Milagros de vida, la autobiografía de J.G. Ballard que Mondadori acaba de publicar, es lo que los ingleses llaman “un libro honesto”. La idea de honestidad intelectual varía de tradición en tradición, y por supuesto de autor en autor. Por ejemplo, el concepto de honestidad que, a riesgo de generalizar, es valorado positivamente en el mundo anglosajón, no lo es tanto en el francés. De Sade a Jean Echenoz, el texto es pensado más bien como un engaño, un simulacro, la puesta en escena de una máscara.
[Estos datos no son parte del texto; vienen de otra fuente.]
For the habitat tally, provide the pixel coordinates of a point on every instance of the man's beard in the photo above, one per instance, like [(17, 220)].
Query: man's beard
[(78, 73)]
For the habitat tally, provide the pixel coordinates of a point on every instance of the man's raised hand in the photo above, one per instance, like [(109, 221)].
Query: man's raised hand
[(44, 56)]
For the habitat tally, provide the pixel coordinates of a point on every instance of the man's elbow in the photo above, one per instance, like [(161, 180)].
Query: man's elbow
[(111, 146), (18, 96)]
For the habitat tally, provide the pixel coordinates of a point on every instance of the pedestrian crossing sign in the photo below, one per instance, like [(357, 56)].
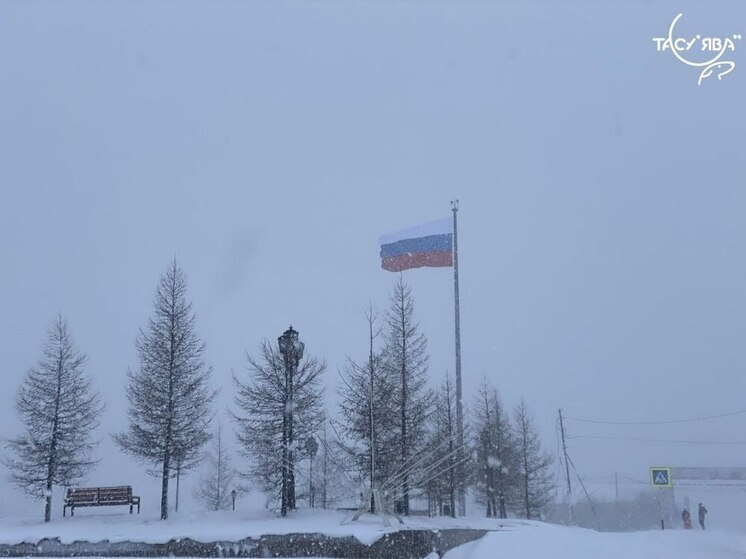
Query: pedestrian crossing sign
[(660, 477)]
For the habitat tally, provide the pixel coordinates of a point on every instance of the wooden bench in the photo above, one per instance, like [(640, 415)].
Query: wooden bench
[(99, 497)]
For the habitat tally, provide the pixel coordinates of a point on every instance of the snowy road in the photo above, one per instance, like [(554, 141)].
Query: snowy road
[(547, 541)]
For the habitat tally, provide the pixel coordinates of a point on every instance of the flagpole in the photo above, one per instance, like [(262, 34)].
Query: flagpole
[(459, 394)]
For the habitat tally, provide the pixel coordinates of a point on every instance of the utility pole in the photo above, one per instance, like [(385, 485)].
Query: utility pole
[(616, 486), (567, 468), (370, 418), (459, 395)]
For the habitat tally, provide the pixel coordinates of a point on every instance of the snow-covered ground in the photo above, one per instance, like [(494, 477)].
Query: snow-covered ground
[(512, 538), (545, 541), (220, 526)]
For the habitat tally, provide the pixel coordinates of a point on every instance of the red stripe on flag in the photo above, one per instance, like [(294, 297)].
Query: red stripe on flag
[(440, 259)]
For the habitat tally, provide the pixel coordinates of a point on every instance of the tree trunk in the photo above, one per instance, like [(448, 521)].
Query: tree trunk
[(164, 486), (48, 505)]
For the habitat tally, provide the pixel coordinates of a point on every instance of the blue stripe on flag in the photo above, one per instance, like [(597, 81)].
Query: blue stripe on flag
[(433, 243)]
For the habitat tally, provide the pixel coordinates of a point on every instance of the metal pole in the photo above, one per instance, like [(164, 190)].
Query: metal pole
[(567, 468), (459, 396)]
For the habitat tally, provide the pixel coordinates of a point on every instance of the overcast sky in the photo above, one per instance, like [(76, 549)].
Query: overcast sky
[(267, 145)]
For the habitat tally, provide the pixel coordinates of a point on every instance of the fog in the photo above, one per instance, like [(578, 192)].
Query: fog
[(267, 146)]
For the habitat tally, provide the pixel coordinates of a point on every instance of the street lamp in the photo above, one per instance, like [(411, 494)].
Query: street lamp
[(291, 349)]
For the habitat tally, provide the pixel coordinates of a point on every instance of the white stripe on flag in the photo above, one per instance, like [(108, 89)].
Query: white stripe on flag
[(440, 227)]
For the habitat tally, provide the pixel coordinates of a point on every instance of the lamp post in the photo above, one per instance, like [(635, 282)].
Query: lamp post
[(291, 349)]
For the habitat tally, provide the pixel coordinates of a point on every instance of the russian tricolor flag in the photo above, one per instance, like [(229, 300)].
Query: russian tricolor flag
[(430, 245)]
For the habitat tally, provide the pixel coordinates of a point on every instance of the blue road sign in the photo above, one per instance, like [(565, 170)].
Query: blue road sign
[(660, 477)]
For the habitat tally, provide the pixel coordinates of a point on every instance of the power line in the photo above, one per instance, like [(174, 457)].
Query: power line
[(674, 441), (665, 422)]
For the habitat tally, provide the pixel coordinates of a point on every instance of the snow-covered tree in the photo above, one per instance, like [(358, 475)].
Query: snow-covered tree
[(442, 478), (59, 411), (406, 357), (496, 453), (218, 477), (536, 481), (170, 400), (368, 411), (278, 409)]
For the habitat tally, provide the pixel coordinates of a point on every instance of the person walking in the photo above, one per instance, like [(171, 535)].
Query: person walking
[(702, 512), (686, 519)]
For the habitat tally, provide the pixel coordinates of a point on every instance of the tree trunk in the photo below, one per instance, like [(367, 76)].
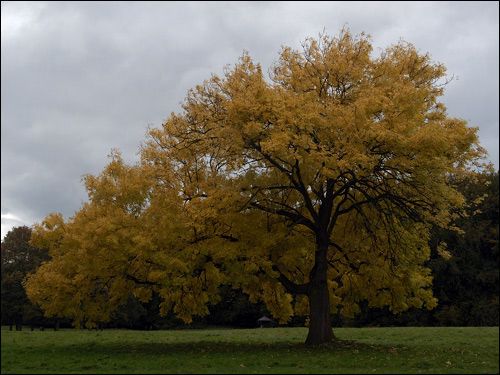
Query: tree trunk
[(320, 326)]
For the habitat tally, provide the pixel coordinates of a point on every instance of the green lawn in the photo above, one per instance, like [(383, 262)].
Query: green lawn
[(275, 350)]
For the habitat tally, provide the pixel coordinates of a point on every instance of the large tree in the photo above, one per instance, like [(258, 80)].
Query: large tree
[(312, 190)]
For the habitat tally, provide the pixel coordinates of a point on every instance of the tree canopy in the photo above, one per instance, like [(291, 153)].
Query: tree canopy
[(19, 259), (311, 190)]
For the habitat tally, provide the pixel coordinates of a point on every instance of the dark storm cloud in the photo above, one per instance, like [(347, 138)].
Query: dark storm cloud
[(79, 79)]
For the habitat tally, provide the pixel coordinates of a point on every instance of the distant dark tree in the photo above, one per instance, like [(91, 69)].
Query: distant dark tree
[(19, 258), (466, 275), (467, 284)]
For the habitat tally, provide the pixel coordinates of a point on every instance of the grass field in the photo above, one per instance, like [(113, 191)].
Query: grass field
[(276, 350)]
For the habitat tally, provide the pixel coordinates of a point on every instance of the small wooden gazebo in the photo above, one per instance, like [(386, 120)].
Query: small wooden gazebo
[(266, 322)]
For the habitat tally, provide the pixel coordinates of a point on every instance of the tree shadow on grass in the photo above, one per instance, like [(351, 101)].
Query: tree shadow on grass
[(221, 347)]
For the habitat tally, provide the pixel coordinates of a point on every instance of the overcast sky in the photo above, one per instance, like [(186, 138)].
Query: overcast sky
[(78, 79)]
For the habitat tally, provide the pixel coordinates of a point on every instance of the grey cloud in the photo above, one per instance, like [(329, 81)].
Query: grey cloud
[(81, 78)]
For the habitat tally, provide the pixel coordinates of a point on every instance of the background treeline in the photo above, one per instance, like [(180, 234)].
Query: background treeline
[(466, 279)]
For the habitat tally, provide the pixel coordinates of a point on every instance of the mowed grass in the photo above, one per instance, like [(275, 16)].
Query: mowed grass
[(273, 350)]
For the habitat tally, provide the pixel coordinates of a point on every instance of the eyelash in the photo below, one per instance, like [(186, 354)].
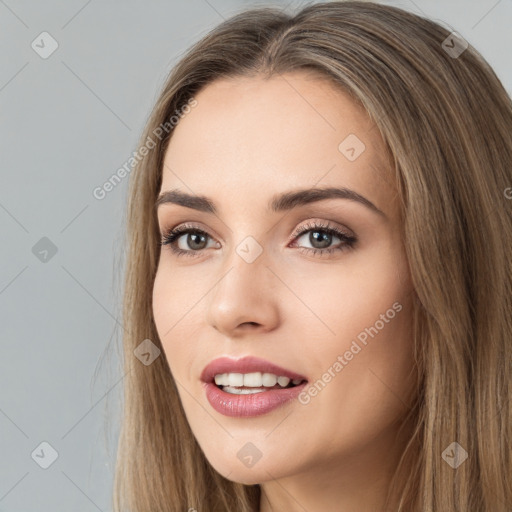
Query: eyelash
[(348, 241)]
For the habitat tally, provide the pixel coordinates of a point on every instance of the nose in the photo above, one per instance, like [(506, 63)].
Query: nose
[(245, 297)]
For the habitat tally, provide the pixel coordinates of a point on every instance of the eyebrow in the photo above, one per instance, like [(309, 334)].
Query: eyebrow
[(278, 203)]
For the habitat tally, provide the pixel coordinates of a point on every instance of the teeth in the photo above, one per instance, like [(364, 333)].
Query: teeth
[(240, 391), (253, 380)]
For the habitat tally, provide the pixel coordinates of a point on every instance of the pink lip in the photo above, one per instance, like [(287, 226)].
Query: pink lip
[(245, 365), (253, 404)]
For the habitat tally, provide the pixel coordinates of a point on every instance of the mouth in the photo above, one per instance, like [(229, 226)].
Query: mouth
[(254, 382), (249, 386)]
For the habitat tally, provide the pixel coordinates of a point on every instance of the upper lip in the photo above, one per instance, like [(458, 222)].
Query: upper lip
[(246, 364)]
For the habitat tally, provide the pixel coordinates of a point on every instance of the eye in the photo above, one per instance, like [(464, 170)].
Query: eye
[(195, 238), (320, 237)]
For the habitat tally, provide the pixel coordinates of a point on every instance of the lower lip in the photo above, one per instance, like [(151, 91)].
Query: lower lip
[(253, 404)]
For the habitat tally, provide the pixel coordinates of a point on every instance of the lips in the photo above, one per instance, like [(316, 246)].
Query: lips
[(247, 364)]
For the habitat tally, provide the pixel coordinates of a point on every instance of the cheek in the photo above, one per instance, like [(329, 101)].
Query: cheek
[(358, 337), (173, 302)]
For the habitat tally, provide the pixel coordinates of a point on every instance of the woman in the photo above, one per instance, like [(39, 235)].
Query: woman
[(319, 235)]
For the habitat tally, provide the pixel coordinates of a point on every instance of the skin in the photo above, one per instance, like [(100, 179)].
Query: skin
[(246, 140)]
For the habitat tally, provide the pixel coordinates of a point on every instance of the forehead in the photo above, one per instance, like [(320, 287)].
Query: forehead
[(250, 137)]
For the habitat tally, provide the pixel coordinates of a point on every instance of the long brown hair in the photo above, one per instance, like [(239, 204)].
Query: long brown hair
[(446, 120)]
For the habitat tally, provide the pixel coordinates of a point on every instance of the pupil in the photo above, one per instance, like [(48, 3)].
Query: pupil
[(195, 237), (325, 239)]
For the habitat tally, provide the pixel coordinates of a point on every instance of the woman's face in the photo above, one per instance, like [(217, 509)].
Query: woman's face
[(333, 307)]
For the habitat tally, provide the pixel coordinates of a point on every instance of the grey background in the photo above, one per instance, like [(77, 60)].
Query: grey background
[(68, 123)]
La honestidad es vista como una categoría moral antes que literaria, y así la escritura es siempre juego, desvío, superficie. Como decía Paul Valéry: “Lo más profundo es la piel”. Por supuesto que en el mundo anglosajón hay escritores “afrancesados”, como John Ashbery, que coloca al desplazamiento del sentido en el centro de su poesía y, a la inversa, en el francófono los hay al estilo inglés, como Maurice Dantec. Pero en general, la idea de honestidad no ocupa un lugar importante en las preocupaciones de la tradición francesa. En cambio es clave en Milagros de vida. Es evidente la preocupación de Ballard por no engañar a sus lectores, por ser lo más franco y directo posible. Y quizás allí resida el encanto del libro, una pequeña proeza de simpleza exquisita.
Milagros de vida se ordena por capítulos breves y cronológicos, en los que, al comienzo, se le da gran importancia a la cuestión de la vida urbana del niño Ballard (en Shangai), a la extrañeza de vivir en el mundo chino, pero siendo a la vez, absolutamente ajeno a él (Ballard confiesa que nadie en su familia, en todos los años de residencia, aprendió una sola palabra de chino) y luego, a medida que el libro avanza, los aspectos contextuales van perdiendo importancia, ganados por las descripciones de la vida cotidiana (la muerte de su mujer y la crianza en solitario de sus tres hijos), hasta desembocar en una serie de reflexiones sobre el éxito de sus novelas y su ingreso en el mundo del cine (como es conocido, El imperio del sol fue filmada por Spielberg, y Crash por David Cronenberg). En el pasaje dedicado a la invasión japonesa a China, en 1937, escribe: “Una bomba lanzada accidentalmente desde un avión chino hizo impacto en el Gran Parque de Atracciones situado cerca del hipódromo, en el centro de la Colonia Internacional, que estaba llena de refugiados de los distritos periféricos. La bomba mató a mil personas, en su día el mayor número de víctimas jamás causado por una bomba”. La frase es de una precisión seca, pero hay tres palabras que dan escalofríos: “en su día”.
La primera guerra mundial fue el primer conflicto bélico en el que la aviación jugó un rol clave y en el que las poblaciones civiles fueron blanco de guerra. “En su día” eso también fue novedad. Es curioso, pero el pensamiento de la honestidad tiene una fuente impronta reaccionaria (no es el caso de Ballard, cualquiera que haya leído Crash puede comprobarlo), pero sí el de intelectuales conservadores como Georges Steiner. El suyo es un discurso “honesto” que supone que hubo “un día” –un antes– que se supone mejor, más profundo, más auténtico, menos barbárico que el presente. No es mi intención defender o justificar el presente, no tendría cómo hacerlo, sería una batalla perdida de antemano. Pero sí, en cambio, sospechar de ese discurso del “antes”, de la superioridad del tiempo pasado. ¿De qué época habla? En la primera guerra mundial, además de lo ya dicho, se usaron por primera vez armas químicas. Luego aconteció el Holocausto, en Europa, y en Japón, Hiroshima. No es es posible que esté hablando de esa época. En el siglo XIX estaba prohibido el voto femenino, no existía el antibiótico, buena parte de Africa y Asia eran colonias. No, esa época tampoco parece ser. ¿Entonces cuál? Es una pregunta sin importancia. El mito del pasado mejor, es sólo una coartada para defender el conservadurismo en el tiempo presente. Por cierto, nada de eso defiende Ballard, en su hermoso y honesto libro.